Streaming data with a Raspberry Pi

Using MicroPython, Apache Kafka and Confluent Cloud

Ana Escobar
Towards Data Engineering
7 min readApr 24, 2023

--

Photo by Michael Smith — Speed of Light

Real-time systems have become increasingly popular in recent years, driven by the growing demand for high-performance, responsive and reliable systems. They are designed to process data and respond to events in real-time or near real-time, providing immediate feedback and control. They are used in a wide range of applications, from industrial automation and control systems to self-driving cars and video games. With the advent of new technologies such as the Internet of Things (IoT) and the increasing use of cloud computing, real-time systems are becoming even more prevalent and essential to our daily lives.

One of the most popular streaming platform is Apache Kafka. It is an open-source distributed streaming platform that is widely used for building real-time data pipelines and streaming applications. It is popular because of its high throughput, low latency, scalability, fault-tolerance, and ease of integration with other systems. Due to this, it was the chosen platform to use in our project.

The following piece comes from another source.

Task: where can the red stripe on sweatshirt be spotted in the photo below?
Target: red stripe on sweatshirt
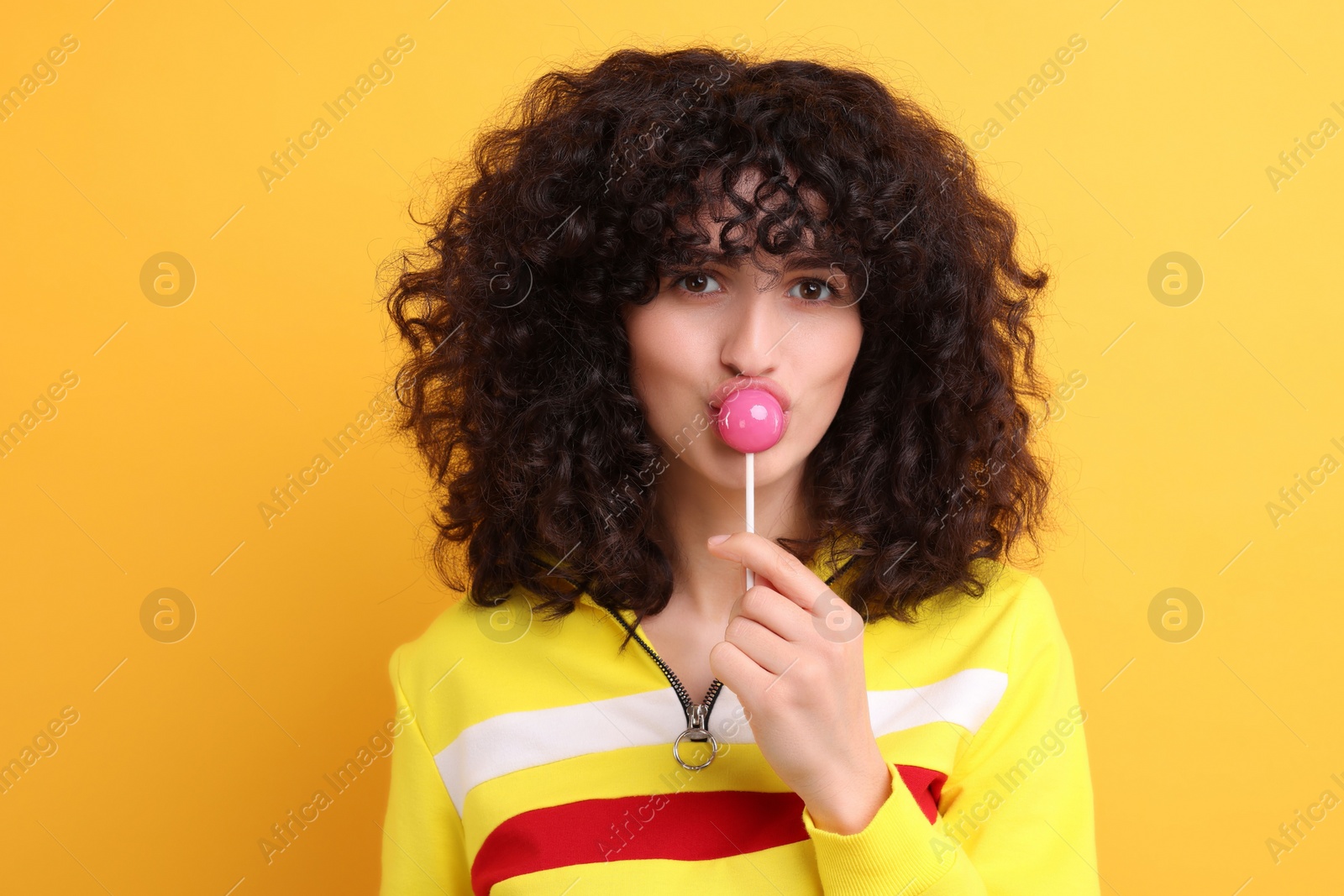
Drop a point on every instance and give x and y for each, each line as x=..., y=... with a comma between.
x=659, y=826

The whole design of the project can be seen in the following picture:

As an overview, we developed a system that serves two use cases:

  • Predictive maintenance
  • Health device monitoring

We generate real-time data from two Windows laptops and a Raspberry Pi, which contains device and sensor measurement information. The data is sent to two different Kafka topics, where it is consumed and used to make predictions on whether a device is stressed. The results are stored in an AWS DynamoDB table along with the measurements. If the prediction is positive, a notification is sent to the user via a Telegram Bot, and the Bot asks for feedback to improve the accuracy of the model by updating the prediction in the DynamoDB table. Users can also monitor device information by asking the Telegram Bot for the latest information stored in the DynamoDB table.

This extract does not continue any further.